EU lawmakers pass diluted insurance reform

Source: Reuters

Date :07/10/2008 15:15:29

A panel of European Union lawmakers adopted an overhaul of the bloc's 7 trillion euro (5.4 trillion pound) insurance sector on Tuesday but diluted measures to streamline how the big insurers are supervised.

By Huw Jones

The reform is seen as the first test of the commitment of member states to shake up a nation-state-based system seen as flawed during the current financial crisis.

EU states and the bloc's assembly have the final say on the Solvency II measure authored by the European Commission that will change how cross-border insurers such as Generali <GASI.MI>, Aviva <AV.L>, Allianz <ALVG.DE> and Axa <AXAF.PA> put aside capital to cover risks and protect policyholders.

Parliament's economic affairs committee voted 22 in favour and seven against, with four abstentions in a first-reading vote.

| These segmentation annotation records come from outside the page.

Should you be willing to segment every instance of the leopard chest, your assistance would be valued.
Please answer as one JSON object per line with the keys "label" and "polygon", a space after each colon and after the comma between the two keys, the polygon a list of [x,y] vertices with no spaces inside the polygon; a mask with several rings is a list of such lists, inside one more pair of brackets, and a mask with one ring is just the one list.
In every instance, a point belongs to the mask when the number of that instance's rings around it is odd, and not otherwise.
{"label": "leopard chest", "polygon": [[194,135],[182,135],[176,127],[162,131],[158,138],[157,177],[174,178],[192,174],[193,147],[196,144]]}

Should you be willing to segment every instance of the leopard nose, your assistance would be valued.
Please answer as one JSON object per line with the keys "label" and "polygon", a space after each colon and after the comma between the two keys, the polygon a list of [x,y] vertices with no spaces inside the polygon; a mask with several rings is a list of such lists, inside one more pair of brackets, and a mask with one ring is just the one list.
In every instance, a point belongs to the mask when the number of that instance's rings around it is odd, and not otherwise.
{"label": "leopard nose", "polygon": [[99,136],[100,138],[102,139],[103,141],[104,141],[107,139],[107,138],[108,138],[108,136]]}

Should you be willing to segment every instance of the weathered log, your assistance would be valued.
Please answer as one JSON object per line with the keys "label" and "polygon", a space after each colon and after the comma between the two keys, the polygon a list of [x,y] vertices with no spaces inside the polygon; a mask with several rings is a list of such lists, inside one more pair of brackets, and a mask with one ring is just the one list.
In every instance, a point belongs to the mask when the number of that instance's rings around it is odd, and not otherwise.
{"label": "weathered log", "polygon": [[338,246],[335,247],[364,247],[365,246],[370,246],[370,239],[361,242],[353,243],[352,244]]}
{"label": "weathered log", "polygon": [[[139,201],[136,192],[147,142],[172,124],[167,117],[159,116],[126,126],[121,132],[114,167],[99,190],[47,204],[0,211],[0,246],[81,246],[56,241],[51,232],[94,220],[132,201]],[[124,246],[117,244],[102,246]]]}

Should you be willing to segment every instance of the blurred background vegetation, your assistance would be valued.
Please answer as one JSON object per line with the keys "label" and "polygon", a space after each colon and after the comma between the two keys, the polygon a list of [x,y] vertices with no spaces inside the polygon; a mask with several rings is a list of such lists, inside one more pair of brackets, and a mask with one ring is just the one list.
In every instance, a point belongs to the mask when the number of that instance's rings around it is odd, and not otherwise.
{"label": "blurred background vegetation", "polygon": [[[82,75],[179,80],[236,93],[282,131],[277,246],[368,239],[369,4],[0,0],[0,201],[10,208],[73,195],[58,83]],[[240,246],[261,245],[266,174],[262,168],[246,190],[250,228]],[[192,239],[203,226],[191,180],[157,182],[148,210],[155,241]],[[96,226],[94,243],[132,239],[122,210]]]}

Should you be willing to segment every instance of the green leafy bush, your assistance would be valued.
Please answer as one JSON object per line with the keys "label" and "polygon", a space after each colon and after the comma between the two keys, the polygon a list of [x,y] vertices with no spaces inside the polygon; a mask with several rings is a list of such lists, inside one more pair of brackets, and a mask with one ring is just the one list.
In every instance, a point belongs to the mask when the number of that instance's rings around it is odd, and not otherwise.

Meanwhile the bloc's finance ministers met in Luxembourg on Tuesday and failed to reach a broad agreement on the reform due to national divergences over supervision.

The reform introduces colleges of supervisors for big cross-border insurers to give the home regulator the last word on how much capital the insurer must set aside to cover risk, including for offshoots in other EU states.

A similar reform has been proposed for cross-border banks.

However, 12 states represented at the finance ministers meeting fear their regulators, which oversee many of these insurance offshoots, will become powerless if they want a subsidiary to increase its capital to safeguard local policyholders in troubled markets.

British socialist Peter Skinner, steering the reform through parliament, said lawmakers had watered down the European Commission's draft text to reassure local or host supervisors.

"We have enhanced the role of the local supervisor, working together with the group supervisor to provide a good platform for supervision at EU level," Skinner told Reuters.

"The spirit of this is the local supervisor has a much stronger role in demanding a capital add-on," Skinner said.

EU STATES DIVIDED

Lawmakers introduced a mechanism for resolving disputes between supervisors and forcing a home regulator to pay more heed to regulators from elsewhere, though the home watchdog would still ultimately have the last word.

"This appears to be a positive step and reflects the constructive approach the European Parliament has taken in this directive," said Peter Vipond of the Association of British Insurers.

"This is in contrast to the Council of Ministers, where some members' narrow nationalistic focus means they have not accepted the need for an EU-wide solution in Solvency II," Vipond said.

EU finance ministers meeting in Luxembourg failed to adopt a "general approach," or preliminary agreement on the reform due to divisions over supervision.

"Ministers are to look at the outstanding issues, namely group support, supervision and equity risk," one diplomat said.

France wants to allow insurers to reprice their holdings in shares less frequently than at one-yearly intervals laid out in the reform, arguing that stock markets tend to bounce back over time. Britain and others don't want this longer timeframe imposed on all of the EU and offered France a national opt out.

France, which is also EU president, hopes a joint deal with parliament at first reading can be reached by the year-end.

It has proposed that states can opt out of group supervision altogether, a move some lawmakers say would create a "two speed" supervisory system.